This book chronicles the story of Dantala, renamed Ahmad, and his inner struggles with a hard life in Northern Nigeria.
Dantala is an Almajiri, a learner of Islam and Arabic who joined a group of political thugs and eventually became an Islamic scholar under the tutelage of the charismatic and accommodating Sheikh Jubril, whose accommodating nature became his own undoing.
At first, it seemed as if the radical Shiites, who only destroyed properties and injured people, were the only threat to peace and tranquillity in this book. However, a more dangerous religious sect led by the manipulative Mallam Abdul-Nur, a Yoruba Christian convert who bit the hands that fed him emerged.
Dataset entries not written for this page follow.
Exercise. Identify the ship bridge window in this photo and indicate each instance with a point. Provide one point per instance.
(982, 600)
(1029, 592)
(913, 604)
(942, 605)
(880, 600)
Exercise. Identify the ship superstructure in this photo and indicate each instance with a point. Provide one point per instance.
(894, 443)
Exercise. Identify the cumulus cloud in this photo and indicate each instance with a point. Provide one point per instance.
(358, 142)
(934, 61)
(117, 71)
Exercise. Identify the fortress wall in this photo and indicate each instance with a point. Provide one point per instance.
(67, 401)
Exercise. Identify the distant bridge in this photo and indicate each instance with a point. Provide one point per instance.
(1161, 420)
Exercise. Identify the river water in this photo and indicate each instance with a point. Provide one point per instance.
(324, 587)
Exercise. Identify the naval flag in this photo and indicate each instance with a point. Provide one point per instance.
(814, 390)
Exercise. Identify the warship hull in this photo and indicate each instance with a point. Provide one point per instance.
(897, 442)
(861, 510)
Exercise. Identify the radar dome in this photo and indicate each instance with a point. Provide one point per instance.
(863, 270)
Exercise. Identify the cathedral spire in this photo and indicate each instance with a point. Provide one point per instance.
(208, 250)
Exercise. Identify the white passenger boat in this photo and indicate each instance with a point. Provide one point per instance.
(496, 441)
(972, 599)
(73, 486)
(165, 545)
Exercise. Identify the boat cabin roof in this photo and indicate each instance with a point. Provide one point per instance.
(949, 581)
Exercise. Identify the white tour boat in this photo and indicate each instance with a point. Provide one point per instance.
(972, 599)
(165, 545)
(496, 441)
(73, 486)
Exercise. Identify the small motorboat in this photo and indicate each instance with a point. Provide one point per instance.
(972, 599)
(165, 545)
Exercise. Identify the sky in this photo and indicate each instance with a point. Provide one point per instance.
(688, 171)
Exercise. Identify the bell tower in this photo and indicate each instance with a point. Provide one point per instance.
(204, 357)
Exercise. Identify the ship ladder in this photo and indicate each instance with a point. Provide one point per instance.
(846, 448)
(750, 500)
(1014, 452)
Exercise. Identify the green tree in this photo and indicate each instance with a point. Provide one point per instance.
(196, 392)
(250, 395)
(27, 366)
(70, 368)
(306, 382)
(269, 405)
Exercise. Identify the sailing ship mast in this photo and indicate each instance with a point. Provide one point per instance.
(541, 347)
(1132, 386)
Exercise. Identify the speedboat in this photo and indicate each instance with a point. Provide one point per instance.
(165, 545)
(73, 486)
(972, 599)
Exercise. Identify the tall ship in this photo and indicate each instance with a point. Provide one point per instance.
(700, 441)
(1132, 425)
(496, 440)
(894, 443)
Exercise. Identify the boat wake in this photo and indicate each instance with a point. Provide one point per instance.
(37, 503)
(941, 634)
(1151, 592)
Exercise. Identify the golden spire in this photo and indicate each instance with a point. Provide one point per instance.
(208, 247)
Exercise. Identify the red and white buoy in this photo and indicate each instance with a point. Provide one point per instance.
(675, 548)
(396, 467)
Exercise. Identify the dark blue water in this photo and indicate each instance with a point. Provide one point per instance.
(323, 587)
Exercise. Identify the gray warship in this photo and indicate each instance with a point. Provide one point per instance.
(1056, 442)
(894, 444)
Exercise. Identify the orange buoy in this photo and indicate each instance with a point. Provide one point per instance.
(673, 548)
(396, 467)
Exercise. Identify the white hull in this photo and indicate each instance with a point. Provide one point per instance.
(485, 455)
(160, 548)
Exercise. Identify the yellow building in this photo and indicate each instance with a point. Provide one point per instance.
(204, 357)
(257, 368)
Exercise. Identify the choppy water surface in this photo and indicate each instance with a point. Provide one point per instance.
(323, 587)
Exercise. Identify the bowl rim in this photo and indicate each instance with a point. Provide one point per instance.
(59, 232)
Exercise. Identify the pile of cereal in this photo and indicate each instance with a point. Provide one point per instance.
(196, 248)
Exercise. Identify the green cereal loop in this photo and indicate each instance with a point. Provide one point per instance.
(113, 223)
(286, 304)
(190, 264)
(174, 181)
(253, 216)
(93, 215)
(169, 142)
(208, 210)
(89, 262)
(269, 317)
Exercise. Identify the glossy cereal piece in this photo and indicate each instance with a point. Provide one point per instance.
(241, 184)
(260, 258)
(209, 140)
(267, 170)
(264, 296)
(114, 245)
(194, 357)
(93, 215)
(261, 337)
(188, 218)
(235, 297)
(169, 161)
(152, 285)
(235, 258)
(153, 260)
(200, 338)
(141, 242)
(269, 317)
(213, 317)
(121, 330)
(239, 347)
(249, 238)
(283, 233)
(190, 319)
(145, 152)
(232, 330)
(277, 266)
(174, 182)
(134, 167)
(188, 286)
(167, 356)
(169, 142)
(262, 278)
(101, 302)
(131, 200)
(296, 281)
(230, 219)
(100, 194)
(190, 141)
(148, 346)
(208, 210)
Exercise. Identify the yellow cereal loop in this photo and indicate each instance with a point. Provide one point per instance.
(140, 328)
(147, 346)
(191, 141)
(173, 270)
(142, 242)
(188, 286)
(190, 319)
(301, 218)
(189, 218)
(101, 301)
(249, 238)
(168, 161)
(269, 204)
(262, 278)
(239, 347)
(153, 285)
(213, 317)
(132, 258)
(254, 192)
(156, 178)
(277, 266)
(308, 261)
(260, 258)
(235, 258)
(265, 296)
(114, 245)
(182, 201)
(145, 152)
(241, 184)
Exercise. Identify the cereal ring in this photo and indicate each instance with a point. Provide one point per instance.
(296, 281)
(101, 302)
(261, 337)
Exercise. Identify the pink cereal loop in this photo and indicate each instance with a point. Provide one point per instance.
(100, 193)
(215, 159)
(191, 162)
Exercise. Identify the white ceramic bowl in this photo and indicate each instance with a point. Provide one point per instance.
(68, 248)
Trust me, nobody rested until they established themselves as the ones with the most radical followers, united by their hatred for all things Western (sounds familiar?). They were angry at the easygoing Mallam Jubril for welcoming all and sundry to join in the religion of peace which, in their opinion was not supposed to be peaceful, and deceived by one man’s excessive ambition to amass followers and rule with an iron fist.
There are also the secondary themes of friendship and love, loyalty and hatred, religious intolerance and hypocrisy, and what should be considered Haram and what shouldn’t be.
Although one can argue that Elnathan John is not a Muslim Hausa and is not well-placed to adequately discuss the struggles and triumphs of Hausa Almajiris because he cannot identify with their ways of life, at least he tried. He came up with this masterpiece, and so far, he has done a better job than most writers who have ventured into this theme. This is shown in Dantala, a boy who started as unsure, naive, rough around the edges, and undisciplined. However, as the story progressed, he became a confident, learned, disciplined, loyal and inspirational young man. However, he is still very naive about the ways of the world.
This book is both necessary and vital. It is necessary to know how easily a little spark of rumor can cause a wildfire in that part of Nigeria, and vital to see how religious intolerance has taken squatter’s rights in Northern Nigeria and how our indifference to this will be our undoing.